Ele se encontrava no telhado de sua casa, olhando o céu noturno. Sempre se atraiu pela noite.
- Kalleb, vem comer! - ouviu chamarem.
Voltando para a realidade. O jovem desceu pela janela de seu quarto e foi jantar com sua família.
Nunca foi muito de comunicação, então ao terminar, retornou para o quarto.
Estava na hora. Pegou seu kit de spray, colocou um capuz sobre a cabeça e saiu de casa.
Caminhou por um tempo, até encontrar um muro em branco. Logo começou sua artes.
Ele não pichava, mas sim desenhava, transmitia sua alma no que fazia.
Quando terminou, se afastou e olhou para a pintura; eram flores de cerejeiras caindo por toda parte.
Com orgulho, assinou seu nome e voltou para casa. Aquila pintura lhe custou bastante tempo.
Ao chegar no quarto, não resistiu e caiu sobre a cama, estava com um sorriso distinto no rosto e não se importou com tal ao adormecer.
A rotina no dia seguinte dos dois, eram muito diferentes.
Amanda ainda estudava, não tinha amigos, então tinha mais tempo para si, incluindo os estudos que tanto gostava.
Mas Kalleb, já havia terminado a escola. Era só um ano mais velho; mas ainda assim, se mantinha ocupado, ajudando sua irmã com as roupas e sua melhor amiga com as músicas.
Os únicos momentos livres, eram no momento em que iam para o Bosque Maia e durante a noite.
E foi isso o que aconteceu seu, pelo menos para Kalleb, que retornou ao local na mesma hora do dia anterior, torcendo pra encontrar a garota atrapalhada novamente.

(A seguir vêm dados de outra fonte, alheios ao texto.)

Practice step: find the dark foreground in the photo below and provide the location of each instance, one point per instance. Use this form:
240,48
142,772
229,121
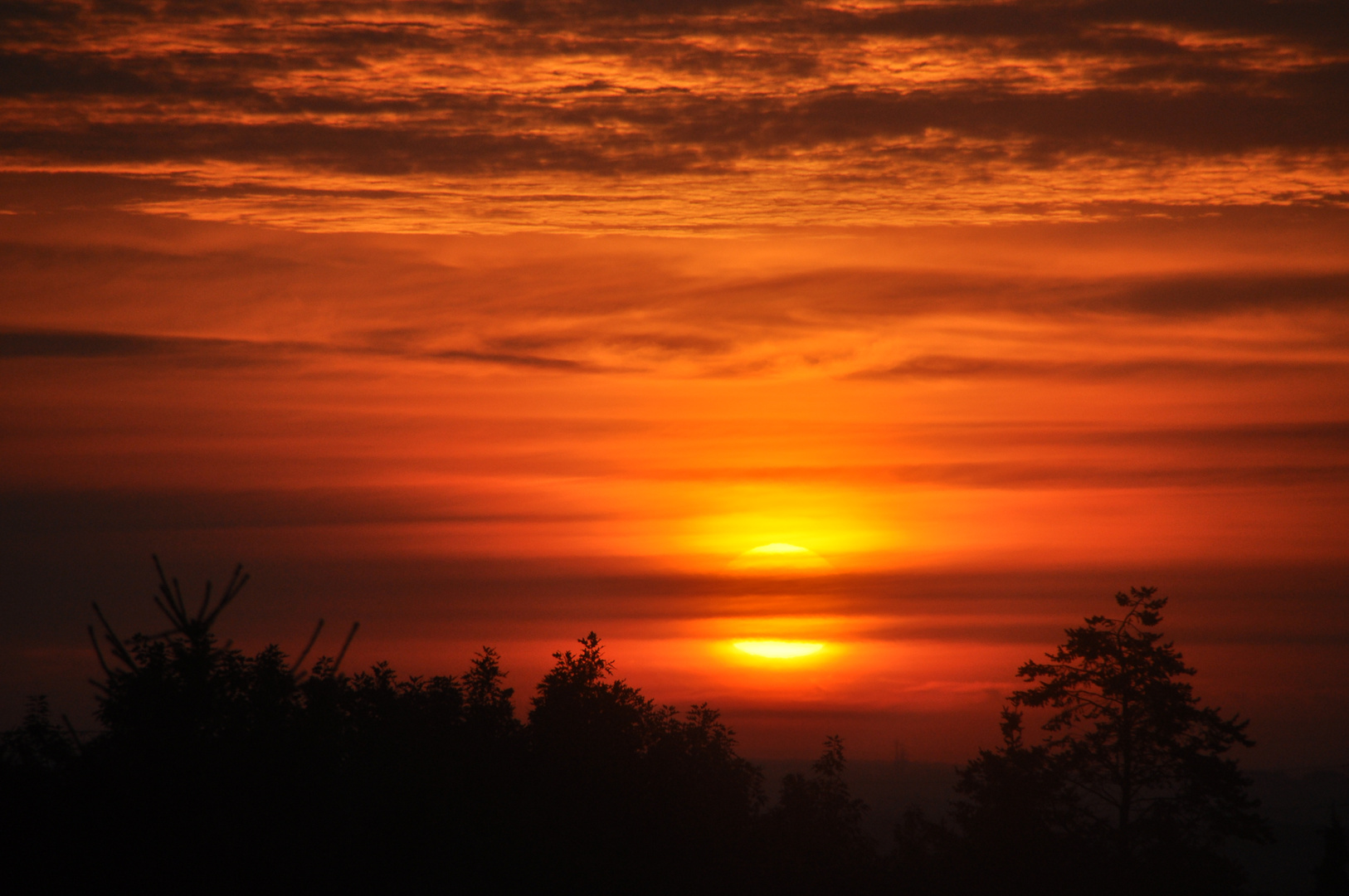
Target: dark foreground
223,772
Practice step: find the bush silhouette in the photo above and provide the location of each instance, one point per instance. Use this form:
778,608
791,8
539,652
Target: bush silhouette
1132,775
219,772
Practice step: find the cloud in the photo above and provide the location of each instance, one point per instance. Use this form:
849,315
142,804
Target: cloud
913,100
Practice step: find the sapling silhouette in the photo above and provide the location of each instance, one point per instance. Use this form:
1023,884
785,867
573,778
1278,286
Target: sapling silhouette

Mas isso não aconteceu. Ela não estava lá.
Ele começou a se achar um idiota por pensar que ela estaria.
Saiu do Bosque Maia um pouco chateado com sigo mesmo.
Até que de repente, se lembrou de algo: sabia a onde ela trabalhava, e a hora.
Sem intenção de ser um estalker, ele foi direto para um banco ao lado de uma cafeteira, um lugar que tinha a entrada do Barbosa como vista.
E lá estava ela, sentada sozinha, enquanto comia um lanche. Parecia cantar algumas vezes, pois seus lábios se mechiam até mesmo sem está comendo.
Quando se deu conta, já havia se perdido naquela vista. O tempo era outro, era mais lento.
Mas logo voltou a realidade ao vê-la se levantando e entrando. Havia dado a hora dela ir trabalhar, ele sabia disso.
Sem ela para fazer seu dia parar, só lhe resta fazer isso por conta própria. Colocou seus fones e passou a ouvir música.